Fire
by KateToast
Summary: The funny thing is, she doesn't think anyone has ever referred to him as "the boy who was on fire." - A public versus private image.


**XXX**

The funny thing is, she doesn't think anyone's ever referred to him as "the boy who was on fire," despite the fact that they wore _matching_ flaming headdresses in the Opening Ceremonies all those years ago. That title has always gone to her, their Mockingjay, their rebel soldier, the one who sparked it all.

She can logically guess why the public's never called him that – of the two of them she is certainly the more flammable, likely to burst into flames at any hint of conflict, to rage like a wildfire in the face of adversary, to burn away as the symbol of rebellion. What they all seem to forget, in the puff pieces and hard-hitting news articles and retrospective television specials, is that without him, their crackling girl on fire would probably have been extinguished as quickly and easily as a candle.

He's always framed as the romantic: the softhearted, strong-willed, steady boy who loved his district partner so much for years and years, who saw the odds finally turn in his heartsick favor in the 74th Hunger Games. Even his work is sensitive, harmless; one doesn't seem so fierce labeled a baker or a painter. Sure, they highlight a few impressive moments of strength and heroism, but never close to the number of hers. Certainly his words were usually more effective than any physical action – and thus, important aspects are glossed over.

What everyone fails to mention about the boy who loves the Mockingjay is the scars. Like hers, they cover his body, pale and faded but visible, especially the ones on his face. The rings around his wrists from the metal manacles, reminders of a brutal internal war spilling into attempts to keep himself sane. And the flashbacks – no one ever focuses on those, when his mind suddenly reels back in time and all he can see and think and feel is tracker jacker venom and overwhelming rage and sadness and confusion. No one mentions these fiery things inside of him. No one counts the new cuts and bruises on his body after he's recovered from another episode. (Except for her.)

And no one understands the amount of credit she gives him for starting it all in the first place.

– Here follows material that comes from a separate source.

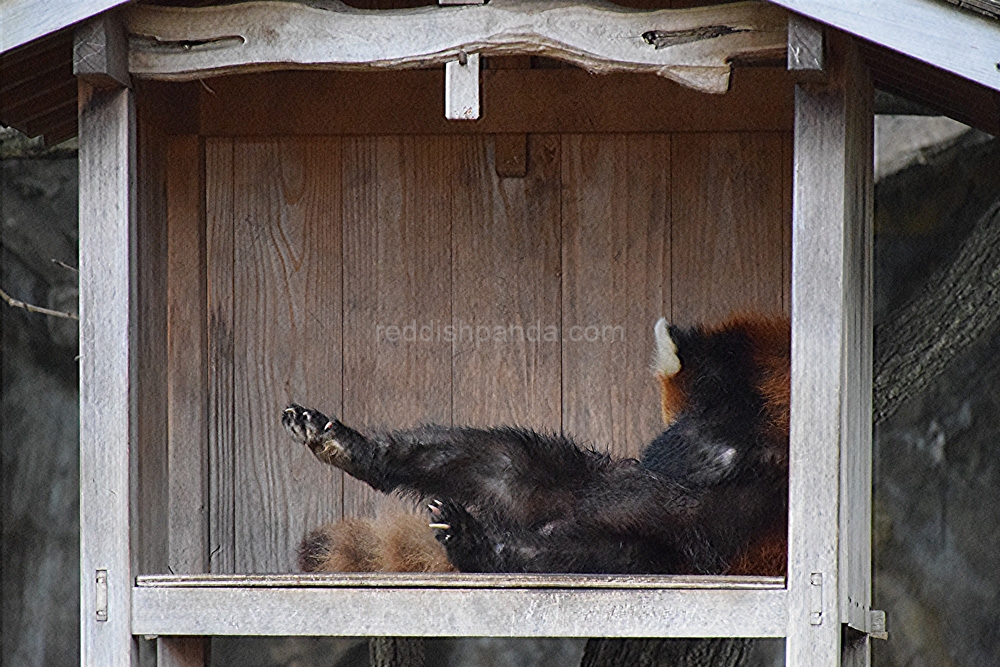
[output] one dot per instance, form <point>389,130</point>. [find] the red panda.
<point>708,495</point>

Only they two, on the roof that night before the killing and berries and war, know how _he_ was the one who unknowingly lit the match with one phrase: _I want to show them I'm more than just a piece in their games_. She carried those words all the way to the Capitol.

They're harassed a lot, by reporters and government officials and just plain busybodies. They almost never answer questions or give interviews, unless absolutely essential. But without fail, no matter who it is that's come to bother them, she is at least once referred to as "the girl on fire". It drives her crazy. It's been years since she was scorching.

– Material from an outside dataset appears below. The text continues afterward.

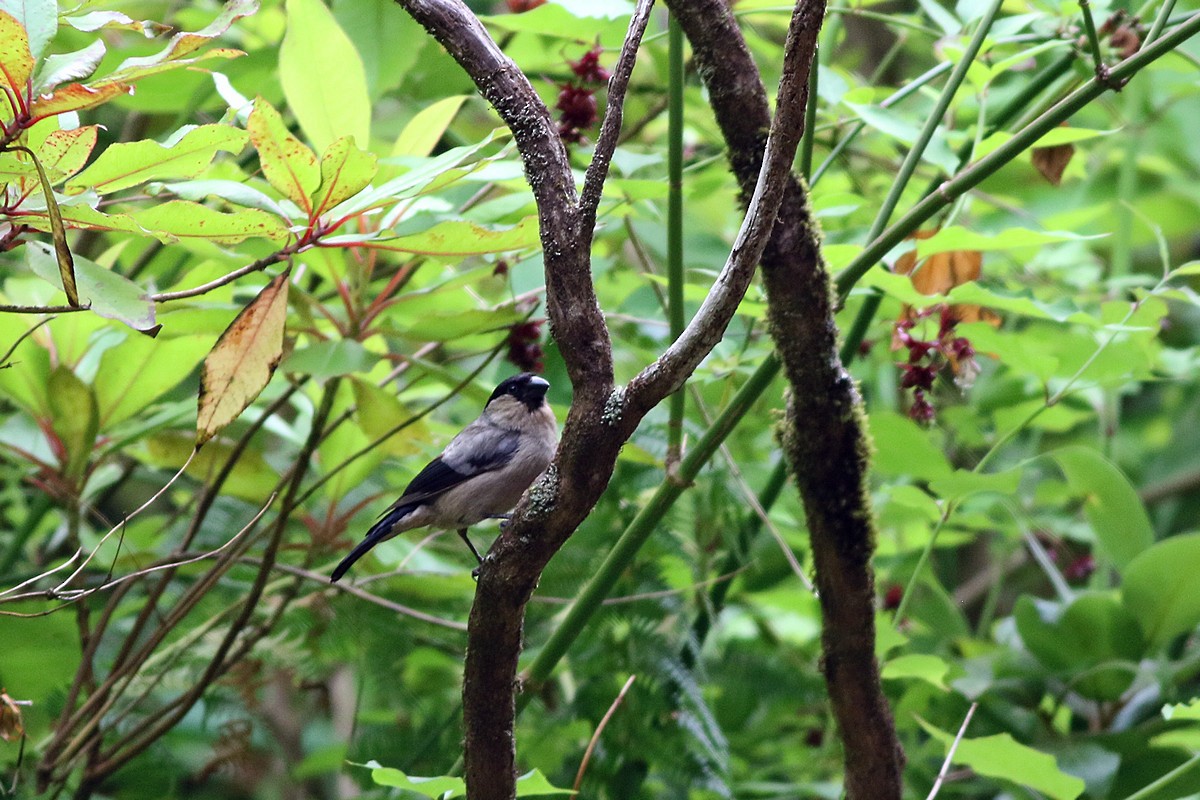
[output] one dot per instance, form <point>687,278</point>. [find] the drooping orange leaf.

She tells him so in the dark, their bodies tangled together. Plutarch Heavensbee had sent a crew that day for some special or another he was working on. Mostly the crew had focused on her and her legendary role in the rebellion, skipping over much about him. After they'd left he'd had a flashback, not one of this worst, but a chair was now broken and she'd spent an hour pulling splinters from his hands. "I'm not really her anymore. The girl on the fire."

His lips brush her nose. "You'll always be that girl, to them. And to me, but for different reasons."

"It's isn't very fair that the only nickname you ever got was Lover Boy."

"What would anyone call me?"

"The boy who was on fire," she says.

"I'm not very fiery, not like you."

"I don't agree with that," she tells him. "I just don't think anyone sees what I see."

"And what do you see?"

She cups his face with her hand, thumb near his blue eyes. "I see fire," she says. "Not like mine. All your own."

He kisses her, so familiar. She wonders how many days she's lost against these lips, doesn't care. "There's some of it," she says when they break apart.

"It's easy with you," he tells her.

"That's fine. I'd rather not share the boy on fire."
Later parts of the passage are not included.